Harmonisierung von CIC und CCEO

Rote Pinnwandnadel in Korkwand

Am 31. Mai 2016 hat Papst Franziskus ein Apostolisches Schreiben motu proprio erlassen, das mit den Worten „De concordia inter Codices“ überschrieben ist. Das Schreiben wurde am 15. September 2016 über den vatikanischen Pressesaal verbreitet.

Mit dem vorliegenden Motu proprio werden einige Canones des Codex Iuris Canonici, des Gesetzbuches der lateinischen Kirche, geändert. Hintergrund ist die Harmonisierung der Rechtsnormen für die lateinische Kirche und für die orientalischen Kirchen.

Formalia

Das Schreiben ist in eine Einleitung, elf Artikel und eine Schlussbestimmung gegliedert.

Es ist auf den 31. Mai 2016 datiert.

Wie beim Apostolischen Schreiben „Come una madre amorevole“ hat Papst Franziskus auch für das neue Motu proprio – abweichend von der in can. 8 § 1 CIC als primäre Promulgationsweise vorgesehenen Promulgation in den Acta Apostolicae Sedis – bestimmt, dass dieses in der vatikanischen Tageszeitung L’Osservatore Romano promulgiert wird. Zusätzlich soll das Motu proprio in den Acta Apostolicae Sedis publiziert werden.

Die Promulgation ist am 16.09.2016 erfolgt.

Inhalt

Einleitung

Papst Franziskus betont in der Einleitung zu seinem neuen Motu proprio die Absicht, die Rechtsbestimmungen der beiden Codices, des Codex Iuris Canonici und des Codex Canonum Ecclesiarum Orientalium, besser aufeinander abzustimmen und damit in wichtigen pastoralen Handlungsfeldern wie der Taufe und der Ehe Rechtssicherheit zu schaffen. Die bisher divergierenden Normen zwischen beiden Codices hätten nämlich negative Auswirkungen in der Pastoral, insbesondere wenn es darum geht, das Verhältnis zwischen Angehörigen der lateinischen Kirche und den Angehörigen einer orientalischen Kirche zu regeln.

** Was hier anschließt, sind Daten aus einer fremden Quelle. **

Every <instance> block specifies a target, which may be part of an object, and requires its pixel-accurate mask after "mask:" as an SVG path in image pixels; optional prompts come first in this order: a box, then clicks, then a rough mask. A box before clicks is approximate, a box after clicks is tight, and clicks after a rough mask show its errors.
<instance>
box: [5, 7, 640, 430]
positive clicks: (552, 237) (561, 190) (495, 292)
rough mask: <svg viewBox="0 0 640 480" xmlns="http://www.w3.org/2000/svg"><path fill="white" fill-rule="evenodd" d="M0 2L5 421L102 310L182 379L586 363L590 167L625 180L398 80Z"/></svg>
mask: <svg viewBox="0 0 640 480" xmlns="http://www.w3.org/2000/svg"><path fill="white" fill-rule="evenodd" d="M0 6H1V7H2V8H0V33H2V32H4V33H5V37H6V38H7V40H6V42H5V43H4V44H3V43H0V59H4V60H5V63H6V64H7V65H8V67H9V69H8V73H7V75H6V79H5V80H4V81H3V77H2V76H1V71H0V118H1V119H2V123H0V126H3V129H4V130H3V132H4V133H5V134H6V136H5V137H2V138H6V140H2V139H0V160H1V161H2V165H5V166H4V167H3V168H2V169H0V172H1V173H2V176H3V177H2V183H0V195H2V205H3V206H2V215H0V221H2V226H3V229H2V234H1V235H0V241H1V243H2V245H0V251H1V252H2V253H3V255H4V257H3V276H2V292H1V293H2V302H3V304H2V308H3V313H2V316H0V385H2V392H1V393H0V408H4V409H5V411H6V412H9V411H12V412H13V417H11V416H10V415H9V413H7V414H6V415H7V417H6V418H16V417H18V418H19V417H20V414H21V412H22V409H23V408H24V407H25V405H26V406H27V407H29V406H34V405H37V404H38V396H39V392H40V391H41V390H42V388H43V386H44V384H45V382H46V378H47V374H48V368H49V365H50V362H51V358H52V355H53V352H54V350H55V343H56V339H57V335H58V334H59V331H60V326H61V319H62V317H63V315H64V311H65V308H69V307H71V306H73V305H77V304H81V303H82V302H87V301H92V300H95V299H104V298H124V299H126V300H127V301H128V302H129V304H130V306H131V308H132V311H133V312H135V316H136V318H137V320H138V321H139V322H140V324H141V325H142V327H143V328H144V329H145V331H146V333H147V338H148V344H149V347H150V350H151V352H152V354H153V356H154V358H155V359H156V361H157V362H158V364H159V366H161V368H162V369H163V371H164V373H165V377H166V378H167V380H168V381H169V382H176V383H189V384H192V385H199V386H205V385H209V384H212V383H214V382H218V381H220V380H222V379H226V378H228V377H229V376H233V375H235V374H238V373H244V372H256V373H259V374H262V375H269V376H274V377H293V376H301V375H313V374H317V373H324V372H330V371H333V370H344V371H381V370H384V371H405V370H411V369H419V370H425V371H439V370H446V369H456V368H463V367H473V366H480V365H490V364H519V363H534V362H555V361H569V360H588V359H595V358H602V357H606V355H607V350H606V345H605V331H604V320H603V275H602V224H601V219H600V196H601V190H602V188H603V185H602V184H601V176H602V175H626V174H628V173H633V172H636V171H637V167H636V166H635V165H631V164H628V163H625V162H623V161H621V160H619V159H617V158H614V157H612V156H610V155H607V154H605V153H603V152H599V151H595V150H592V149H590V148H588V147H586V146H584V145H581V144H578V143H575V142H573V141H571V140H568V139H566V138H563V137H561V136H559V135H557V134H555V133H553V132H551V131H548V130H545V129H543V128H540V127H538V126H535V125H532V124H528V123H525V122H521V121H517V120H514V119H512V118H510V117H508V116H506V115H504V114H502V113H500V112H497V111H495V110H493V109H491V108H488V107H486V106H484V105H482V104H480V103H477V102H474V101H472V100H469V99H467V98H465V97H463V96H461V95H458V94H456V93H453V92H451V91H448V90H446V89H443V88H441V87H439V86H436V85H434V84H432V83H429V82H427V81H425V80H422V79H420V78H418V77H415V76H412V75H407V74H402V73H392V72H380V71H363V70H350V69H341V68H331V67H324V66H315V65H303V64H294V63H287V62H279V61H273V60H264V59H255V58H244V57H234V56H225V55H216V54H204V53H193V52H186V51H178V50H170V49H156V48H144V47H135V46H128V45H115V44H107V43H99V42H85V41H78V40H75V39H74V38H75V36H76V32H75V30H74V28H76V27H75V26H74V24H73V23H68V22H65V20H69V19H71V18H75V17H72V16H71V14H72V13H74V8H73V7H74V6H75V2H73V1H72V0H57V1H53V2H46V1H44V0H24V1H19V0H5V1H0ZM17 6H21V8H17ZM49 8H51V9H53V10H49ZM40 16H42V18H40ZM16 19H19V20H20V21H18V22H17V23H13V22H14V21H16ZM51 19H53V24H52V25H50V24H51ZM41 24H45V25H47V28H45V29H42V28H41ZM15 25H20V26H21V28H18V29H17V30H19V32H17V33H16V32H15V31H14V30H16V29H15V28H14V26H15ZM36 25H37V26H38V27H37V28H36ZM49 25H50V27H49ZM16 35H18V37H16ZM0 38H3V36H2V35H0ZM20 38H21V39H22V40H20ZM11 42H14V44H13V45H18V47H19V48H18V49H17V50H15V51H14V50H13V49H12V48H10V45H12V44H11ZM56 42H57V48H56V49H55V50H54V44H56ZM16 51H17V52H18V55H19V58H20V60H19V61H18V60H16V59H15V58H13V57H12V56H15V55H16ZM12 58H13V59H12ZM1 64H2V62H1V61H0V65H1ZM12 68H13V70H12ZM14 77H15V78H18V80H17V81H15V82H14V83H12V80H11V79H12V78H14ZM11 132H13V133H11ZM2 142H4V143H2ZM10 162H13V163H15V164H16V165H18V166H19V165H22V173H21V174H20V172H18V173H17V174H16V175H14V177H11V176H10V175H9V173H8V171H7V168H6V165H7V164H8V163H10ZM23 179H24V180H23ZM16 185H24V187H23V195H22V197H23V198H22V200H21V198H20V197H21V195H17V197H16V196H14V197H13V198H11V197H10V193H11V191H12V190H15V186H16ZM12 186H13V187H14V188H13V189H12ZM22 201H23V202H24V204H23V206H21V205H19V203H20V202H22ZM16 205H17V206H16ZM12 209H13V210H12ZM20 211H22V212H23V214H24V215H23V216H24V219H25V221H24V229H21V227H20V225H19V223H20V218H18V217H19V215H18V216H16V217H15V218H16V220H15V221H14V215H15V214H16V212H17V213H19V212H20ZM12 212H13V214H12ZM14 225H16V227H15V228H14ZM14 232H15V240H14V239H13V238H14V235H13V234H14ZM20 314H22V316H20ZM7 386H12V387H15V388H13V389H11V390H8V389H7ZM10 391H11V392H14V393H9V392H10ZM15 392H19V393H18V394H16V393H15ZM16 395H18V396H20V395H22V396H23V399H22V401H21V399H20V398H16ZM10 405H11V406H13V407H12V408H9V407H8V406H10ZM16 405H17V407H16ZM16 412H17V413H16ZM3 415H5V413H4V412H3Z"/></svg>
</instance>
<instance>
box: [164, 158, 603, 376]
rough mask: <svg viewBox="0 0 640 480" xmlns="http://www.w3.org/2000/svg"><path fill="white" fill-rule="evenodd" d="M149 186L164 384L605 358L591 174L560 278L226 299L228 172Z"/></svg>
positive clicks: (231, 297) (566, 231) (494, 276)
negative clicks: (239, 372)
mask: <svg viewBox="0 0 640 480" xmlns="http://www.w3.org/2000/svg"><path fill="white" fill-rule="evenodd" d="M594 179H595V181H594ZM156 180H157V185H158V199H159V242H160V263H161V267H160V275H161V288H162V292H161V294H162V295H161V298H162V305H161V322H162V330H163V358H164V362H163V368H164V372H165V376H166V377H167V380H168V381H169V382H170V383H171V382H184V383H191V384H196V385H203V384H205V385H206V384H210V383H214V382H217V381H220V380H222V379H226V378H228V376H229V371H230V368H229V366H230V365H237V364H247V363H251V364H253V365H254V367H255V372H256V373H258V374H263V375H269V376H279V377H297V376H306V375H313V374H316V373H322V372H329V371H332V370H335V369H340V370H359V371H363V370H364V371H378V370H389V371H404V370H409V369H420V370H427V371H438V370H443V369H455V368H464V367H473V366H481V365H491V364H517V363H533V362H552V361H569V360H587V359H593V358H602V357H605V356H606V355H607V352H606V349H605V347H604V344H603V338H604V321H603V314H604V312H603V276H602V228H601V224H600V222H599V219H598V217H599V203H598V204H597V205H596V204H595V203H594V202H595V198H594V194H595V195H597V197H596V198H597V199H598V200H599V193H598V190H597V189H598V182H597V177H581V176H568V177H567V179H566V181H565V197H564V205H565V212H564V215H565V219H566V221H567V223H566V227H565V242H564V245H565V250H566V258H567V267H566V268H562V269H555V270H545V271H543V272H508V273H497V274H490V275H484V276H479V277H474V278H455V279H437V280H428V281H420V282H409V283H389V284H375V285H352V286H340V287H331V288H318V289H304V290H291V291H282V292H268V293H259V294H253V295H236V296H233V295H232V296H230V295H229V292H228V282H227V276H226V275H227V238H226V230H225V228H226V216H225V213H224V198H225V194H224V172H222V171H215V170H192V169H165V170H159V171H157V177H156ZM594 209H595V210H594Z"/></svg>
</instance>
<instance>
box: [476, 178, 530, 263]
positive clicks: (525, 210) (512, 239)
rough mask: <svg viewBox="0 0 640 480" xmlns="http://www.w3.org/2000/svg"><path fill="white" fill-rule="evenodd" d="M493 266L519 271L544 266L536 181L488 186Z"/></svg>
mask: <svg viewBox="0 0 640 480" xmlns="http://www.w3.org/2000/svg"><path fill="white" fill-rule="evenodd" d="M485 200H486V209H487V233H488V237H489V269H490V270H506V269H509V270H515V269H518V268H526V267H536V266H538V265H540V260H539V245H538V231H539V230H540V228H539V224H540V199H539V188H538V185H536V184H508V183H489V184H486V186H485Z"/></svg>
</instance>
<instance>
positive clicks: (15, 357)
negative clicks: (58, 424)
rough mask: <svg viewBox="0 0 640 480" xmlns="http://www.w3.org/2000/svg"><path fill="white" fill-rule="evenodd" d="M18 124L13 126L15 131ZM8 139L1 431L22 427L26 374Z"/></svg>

Gerade in unseren Tagen gebe es verstärkt Gläubige, die einer orientalischen Kirche angehören, auch in Gebieten, die zur lateinischen Kirche gehören. Da die Gläubigen, die zu einer orientalischen Kirche gehören, verpflichtet sind, ihren eigenen Ritus zu pflegen, müssen von Seiten der kirchlichen Autorität die erforderlichen Rahmenbedingungen geschaffen werden, unter denen eine solche Beachtung des eigenen Ritus möglich ist. Dabei soll aber auch der historischen Tradition der „lateinischen Gebiete“ Rechnung getragen werden.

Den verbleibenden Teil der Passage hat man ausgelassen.